À l'issue de ce rapport d'étape, nous pensons que la réforme n'est aujourd'hui pas applicable en l'état. A minima, un nouveau report s'impose.
II faut profiter de ce report pour approfondir l'étude des conséquences de l'entrée en vigueur des valeurs locatives révisées, sur la base desquelles seront réparties plus des deux tiers de la CVAE en 2018.
Enfin, une récente décision du Conseil constitutionnel concernant le dégrèvement barémique rend possible une optimisation fiscale, qu'il convient d'empêcher rapidement.
La consolidation de la CVAE des groupes est un débat récurrent, qui est né dès sa création.
La valeur ajoutée étant mesurée à l'échelle de l'entreprise et non du site, elle n'est pas spontanément territorialisée, sauf pour les entreprises mono-établissements, qui représentent 51 % des entreprises. Ainsi, le choix d'asseoir la CVAE sur la valeur ajoutée portait en lui-même le débat sur les modalités de répartition de son produit. À l'origine, en 2009, je vous rappelle que le Gouvernement avait proposé, pour cet impôt, des modalités de répartition proches de celles d'une dotation : en fonction de critères définis par la loi, avec une logique de péréquation entre collectivités territoriales. C'est le Parlement qui a souhaité et obtenu la territorialisation de l'assiette de la CVAE, et donc de son produit, dans le but de maintenir un lien entre l'activité économique sur le territoire et les recettes perçues par les collectivités.

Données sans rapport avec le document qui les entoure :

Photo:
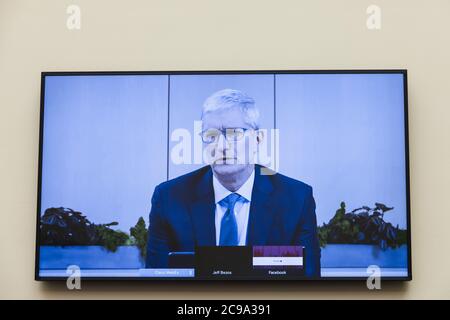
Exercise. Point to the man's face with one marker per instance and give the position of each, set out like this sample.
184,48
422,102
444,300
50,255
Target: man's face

La solution aujourd'hui retenue consiste à répartir la valeur ajoutée des entreprises multi-établissements en fonction des valeurs locatives et des effectifs. Mais ce dispositif ne permet pas de traiter la situation des groupes de sociétés, alors même que des transferts indus importants de valeur ajoutée peuvent avoir lieu entre les entités d'un même groupe, notamment au profit du siège. Est donc apparue la crainte qu'une partie de la CVAE soit injustement captée par les territoires abritant de nombreux sièges sociaux, à commencer par la région d'Île-de-France. Cette crainte a été alimentée par le fait que près d'un tiers du produit national de CVAE revient à cette région et que sa part est supérieure à son poids dans le PIB.
Dès 2010, des parlementaires ont proposé d'appliquer aux groupes les règles de répartition des entreprises multi-établissements : la valeur ajoutée serait consolidée au niveau du groupe - et non plus au niveau de l'entreprise - avant d'être territorialisée en fonction des valeurs locatives et des effectifs des différents établissements. Cette réforme a finalement été inscrite à l'article 51 de la loi de finances rectificative pour 2016, après un débat difficile en raison de l'absence de transmission de simulations par le Gouvernement. Il aura fallu attendre 2014 pour obtenir les premiers éléments d'analyse solides et c'est cette année seulement que des simulations ont enfin été transmises au Parlement, grâce à l'inscription dans la loi de ces nouvelles modalités de répartition à compter de 2018.